Nunca me esquecerei desse acontecimento,
Na vida de minhas retinas tão fatigadas
Nunca esquecerei que no meio da Paraguassu,
Tinha um Raupp´s Lanches
Tinha um Raupp´s Lanches no meio da Paraguassu,
No meio da Paraguassu tinha um Raupp´s Lanches.
Carlos Drummond de Andrade disfarçou com Pedra e Caminho sua verdadeira intenção poética, se não pra preservar sua amada Itabira, então para não reconhecer a ascendência do Raupp´s Lanches sobre a comida mineira.
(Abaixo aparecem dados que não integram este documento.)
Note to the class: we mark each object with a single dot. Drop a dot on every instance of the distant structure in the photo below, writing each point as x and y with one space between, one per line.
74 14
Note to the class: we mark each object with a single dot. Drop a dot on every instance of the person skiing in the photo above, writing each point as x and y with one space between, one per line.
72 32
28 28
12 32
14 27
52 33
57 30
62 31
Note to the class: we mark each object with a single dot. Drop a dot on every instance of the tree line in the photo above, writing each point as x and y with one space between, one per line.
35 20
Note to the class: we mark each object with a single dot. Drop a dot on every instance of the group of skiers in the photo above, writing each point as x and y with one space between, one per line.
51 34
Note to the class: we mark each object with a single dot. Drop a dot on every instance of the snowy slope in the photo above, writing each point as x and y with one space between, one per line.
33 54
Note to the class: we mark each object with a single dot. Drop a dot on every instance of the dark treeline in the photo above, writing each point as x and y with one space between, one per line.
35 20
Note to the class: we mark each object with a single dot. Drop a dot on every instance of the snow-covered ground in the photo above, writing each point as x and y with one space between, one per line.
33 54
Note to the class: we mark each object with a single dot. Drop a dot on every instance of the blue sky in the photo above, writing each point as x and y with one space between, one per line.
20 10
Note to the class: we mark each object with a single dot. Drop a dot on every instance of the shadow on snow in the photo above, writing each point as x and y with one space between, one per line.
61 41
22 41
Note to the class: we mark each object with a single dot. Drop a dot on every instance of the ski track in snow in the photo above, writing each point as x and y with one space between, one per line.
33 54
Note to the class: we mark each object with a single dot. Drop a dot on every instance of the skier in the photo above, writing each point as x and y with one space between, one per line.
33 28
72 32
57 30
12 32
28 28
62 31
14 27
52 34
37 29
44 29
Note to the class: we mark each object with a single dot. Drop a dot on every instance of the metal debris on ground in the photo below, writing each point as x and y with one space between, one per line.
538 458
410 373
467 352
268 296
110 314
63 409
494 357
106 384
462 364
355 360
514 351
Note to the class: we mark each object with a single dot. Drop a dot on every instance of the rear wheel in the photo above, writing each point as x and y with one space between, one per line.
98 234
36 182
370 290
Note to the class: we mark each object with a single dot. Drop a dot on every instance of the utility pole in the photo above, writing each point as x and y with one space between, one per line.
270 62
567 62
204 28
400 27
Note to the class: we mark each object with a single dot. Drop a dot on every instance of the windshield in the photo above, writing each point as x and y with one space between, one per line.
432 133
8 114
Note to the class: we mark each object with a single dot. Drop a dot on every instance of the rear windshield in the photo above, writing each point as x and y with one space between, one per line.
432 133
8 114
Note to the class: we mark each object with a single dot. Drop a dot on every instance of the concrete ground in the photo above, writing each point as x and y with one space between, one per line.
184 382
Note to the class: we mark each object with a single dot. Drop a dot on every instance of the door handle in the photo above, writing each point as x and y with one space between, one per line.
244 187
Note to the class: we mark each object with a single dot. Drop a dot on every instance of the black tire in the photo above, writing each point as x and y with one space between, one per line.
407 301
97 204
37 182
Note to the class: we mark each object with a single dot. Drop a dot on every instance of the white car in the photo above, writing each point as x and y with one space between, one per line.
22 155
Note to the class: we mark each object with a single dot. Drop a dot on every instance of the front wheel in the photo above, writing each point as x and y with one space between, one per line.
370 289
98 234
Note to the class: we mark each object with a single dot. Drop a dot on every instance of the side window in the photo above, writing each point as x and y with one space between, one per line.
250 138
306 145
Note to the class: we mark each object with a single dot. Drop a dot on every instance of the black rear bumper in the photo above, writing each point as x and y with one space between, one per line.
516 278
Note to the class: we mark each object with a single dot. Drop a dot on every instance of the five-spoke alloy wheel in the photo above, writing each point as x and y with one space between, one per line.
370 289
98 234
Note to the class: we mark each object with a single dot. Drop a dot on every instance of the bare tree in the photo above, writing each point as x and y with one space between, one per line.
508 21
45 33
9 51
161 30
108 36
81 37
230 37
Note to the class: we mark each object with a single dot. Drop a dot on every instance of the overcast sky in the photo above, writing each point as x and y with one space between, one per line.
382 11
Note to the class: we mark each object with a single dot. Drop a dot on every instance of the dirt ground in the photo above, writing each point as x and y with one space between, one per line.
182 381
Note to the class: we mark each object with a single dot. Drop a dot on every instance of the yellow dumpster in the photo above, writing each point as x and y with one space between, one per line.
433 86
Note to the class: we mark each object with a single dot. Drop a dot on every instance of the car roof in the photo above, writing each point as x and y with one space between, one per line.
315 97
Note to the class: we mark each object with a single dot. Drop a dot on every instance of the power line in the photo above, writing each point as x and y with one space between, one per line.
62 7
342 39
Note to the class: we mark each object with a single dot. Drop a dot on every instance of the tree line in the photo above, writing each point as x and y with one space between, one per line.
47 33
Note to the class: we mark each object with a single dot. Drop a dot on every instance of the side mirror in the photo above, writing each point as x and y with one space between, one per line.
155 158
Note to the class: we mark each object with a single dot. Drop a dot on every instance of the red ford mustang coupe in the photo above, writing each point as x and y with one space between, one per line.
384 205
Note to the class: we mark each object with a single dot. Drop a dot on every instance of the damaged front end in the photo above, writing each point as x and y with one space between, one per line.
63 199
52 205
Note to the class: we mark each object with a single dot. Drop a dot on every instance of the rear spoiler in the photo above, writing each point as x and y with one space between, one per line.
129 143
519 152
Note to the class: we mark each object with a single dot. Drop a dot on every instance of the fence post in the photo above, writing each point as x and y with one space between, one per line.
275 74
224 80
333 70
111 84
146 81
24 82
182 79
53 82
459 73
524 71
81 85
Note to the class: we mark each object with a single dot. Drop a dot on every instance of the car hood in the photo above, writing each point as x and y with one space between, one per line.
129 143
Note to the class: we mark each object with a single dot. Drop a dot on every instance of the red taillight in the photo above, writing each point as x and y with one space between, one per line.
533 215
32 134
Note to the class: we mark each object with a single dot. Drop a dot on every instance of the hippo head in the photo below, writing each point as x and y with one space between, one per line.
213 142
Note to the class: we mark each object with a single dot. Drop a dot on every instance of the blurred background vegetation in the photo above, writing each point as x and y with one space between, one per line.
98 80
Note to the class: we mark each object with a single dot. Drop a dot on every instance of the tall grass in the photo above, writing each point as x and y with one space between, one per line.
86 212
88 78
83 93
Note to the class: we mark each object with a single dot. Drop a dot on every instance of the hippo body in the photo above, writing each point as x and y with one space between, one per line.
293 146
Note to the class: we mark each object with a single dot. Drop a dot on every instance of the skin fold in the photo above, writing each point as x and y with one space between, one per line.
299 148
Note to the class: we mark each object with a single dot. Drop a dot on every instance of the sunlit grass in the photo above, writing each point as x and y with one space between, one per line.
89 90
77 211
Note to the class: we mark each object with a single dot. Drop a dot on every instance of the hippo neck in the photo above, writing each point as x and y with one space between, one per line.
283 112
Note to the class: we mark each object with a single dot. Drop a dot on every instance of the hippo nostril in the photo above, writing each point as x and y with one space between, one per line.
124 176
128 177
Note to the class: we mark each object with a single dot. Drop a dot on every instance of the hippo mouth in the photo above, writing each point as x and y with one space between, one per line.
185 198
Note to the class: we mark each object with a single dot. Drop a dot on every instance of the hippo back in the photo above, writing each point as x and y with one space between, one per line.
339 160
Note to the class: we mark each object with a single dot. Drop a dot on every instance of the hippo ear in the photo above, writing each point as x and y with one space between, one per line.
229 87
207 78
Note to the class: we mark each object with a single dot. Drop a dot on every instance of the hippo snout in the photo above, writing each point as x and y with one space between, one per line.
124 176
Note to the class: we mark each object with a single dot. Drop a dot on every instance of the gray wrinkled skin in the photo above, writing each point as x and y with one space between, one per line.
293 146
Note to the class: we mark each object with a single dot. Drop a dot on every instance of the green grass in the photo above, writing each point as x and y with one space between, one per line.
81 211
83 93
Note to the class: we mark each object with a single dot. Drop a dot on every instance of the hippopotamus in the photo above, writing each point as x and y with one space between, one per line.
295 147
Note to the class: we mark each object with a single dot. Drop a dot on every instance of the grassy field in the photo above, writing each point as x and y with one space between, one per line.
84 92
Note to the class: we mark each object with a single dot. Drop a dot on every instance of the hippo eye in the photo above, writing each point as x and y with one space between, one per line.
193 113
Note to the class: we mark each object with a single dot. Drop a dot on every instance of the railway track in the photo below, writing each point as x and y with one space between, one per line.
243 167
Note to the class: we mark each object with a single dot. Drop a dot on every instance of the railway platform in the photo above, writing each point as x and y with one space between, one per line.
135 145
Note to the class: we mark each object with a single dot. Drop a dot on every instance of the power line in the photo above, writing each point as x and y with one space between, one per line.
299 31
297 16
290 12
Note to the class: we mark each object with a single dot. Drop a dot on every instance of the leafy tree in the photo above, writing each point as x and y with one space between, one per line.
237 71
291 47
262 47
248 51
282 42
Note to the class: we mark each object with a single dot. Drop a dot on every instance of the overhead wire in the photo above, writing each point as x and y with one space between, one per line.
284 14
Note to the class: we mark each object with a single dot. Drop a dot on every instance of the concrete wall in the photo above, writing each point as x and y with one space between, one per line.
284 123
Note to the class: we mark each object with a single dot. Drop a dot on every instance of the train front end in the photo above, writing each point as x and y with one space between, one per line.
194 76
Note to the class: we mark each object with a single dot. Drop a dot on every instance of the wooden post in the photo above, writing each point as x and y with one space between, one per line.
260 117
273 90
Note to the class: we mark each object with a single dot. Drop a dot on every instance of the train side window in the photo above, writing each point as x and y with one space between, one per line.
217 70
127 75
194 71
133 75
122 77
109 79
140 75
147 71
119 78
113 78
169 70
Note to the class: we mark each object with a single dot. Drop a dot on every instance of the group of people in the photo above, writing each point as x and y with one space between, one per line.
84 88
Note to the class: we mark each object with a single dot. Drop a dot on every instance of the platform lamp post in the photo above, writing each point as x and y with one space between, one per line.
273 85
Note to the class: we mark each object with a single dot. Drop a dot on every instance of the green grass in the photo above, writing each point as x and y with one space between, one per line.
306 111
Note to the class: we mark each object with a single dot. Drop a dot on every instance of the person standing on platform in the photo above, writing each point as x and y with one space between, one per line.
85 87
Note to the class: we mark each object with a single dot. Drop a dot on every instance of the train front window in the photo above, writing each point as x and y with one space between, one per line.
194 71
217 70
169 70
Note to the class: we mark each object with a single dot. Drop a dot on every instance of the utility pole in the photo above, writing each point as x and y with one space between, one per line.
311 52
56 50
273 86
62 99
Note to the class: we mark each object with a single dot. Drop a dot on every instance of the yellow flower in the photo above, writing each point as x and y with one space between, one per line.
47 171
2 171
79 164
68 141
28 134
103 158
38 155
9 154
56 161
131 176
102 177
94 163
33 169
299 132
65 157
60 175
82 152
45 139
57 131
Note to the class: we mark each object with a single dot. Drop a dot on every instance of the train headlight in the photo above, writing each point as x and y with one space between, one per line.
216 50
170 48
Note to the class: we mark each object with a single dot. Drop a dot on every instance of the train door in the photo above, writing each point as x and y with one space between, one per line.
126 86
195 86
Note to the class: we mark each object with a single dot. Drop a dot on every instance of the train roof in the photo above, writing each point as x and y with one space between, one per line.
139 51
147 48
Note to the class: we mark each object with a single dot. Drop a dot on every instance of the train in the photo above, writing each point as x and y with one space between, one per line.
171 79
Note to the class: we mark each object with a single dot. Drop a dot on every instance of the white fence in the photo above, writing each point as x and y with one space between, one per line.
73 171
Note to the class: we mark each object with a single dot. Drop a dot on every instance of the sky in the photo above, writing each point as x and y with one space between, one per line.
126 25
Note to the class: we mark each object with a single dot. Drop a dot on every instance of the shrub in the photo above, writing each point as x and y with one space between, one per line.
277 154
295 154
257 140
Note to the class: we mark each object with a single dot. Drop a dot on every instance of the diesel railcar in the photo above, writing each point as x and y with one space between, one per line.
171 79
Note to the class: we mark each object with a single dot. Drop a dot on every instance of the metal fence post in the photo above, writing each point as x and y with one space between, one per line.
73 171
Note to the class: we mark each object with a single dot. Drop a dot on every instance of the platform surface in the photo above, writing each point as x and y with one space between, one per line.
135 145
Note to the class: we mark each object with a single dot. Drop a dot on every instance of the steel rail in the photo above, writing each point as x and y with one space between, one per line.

O Raupp´s Lanches era uma novidade naqueles anos 80. Os pasteis do entorno do Edifício Pindorama dominaram minha infância e duvido que em uma autopsia não identifiquem aquele óleo vencido nas minhas dobras intestinais mesmo depois de tantos anos. Então já sabem, se em um acidente meu corpo ficar irreconhecível, procurem minha identidade ali.
Como só os diamantes são eternos, o império dos pasteis ruiu com a chegada do buffet de cachorro-quente que se instalou na última loja do entorno do Pindorama para desespero das pastelarias.
Salsichas e linguiças tipo uruguaia (Pancho) saindo soberanas para fora daquele pão aquecido no vapor, languidamente caídas como braços roliços de postais eróticos franceses: começava a jornada de maioneses, mostardas, ovos cozidos, queijo ralado, bacons, milhos, tomates, alfaces…
Então um sábado faltou gás e decidimos comer fora, meus pais não aguentavam mais o tal buffet de cachorro-quente, então fomos procurar onde comer na Paraguassu e eis que nos deparamos com o Raupp´s Lanches. Entre um gole e outro da Coca-Cola de 1 litro em garrafa de vidro, e uma mordida e outra daquele X Coração, nascia uma paixão.
O Raupp´s Lanches sabia seduzir um coração juvenil, afinal de contas aquela maionese em um copo de cafezinho, com uma colher de sorvete para servir, desafiando todas as regras da higiene, era um convite ao pecado da gula.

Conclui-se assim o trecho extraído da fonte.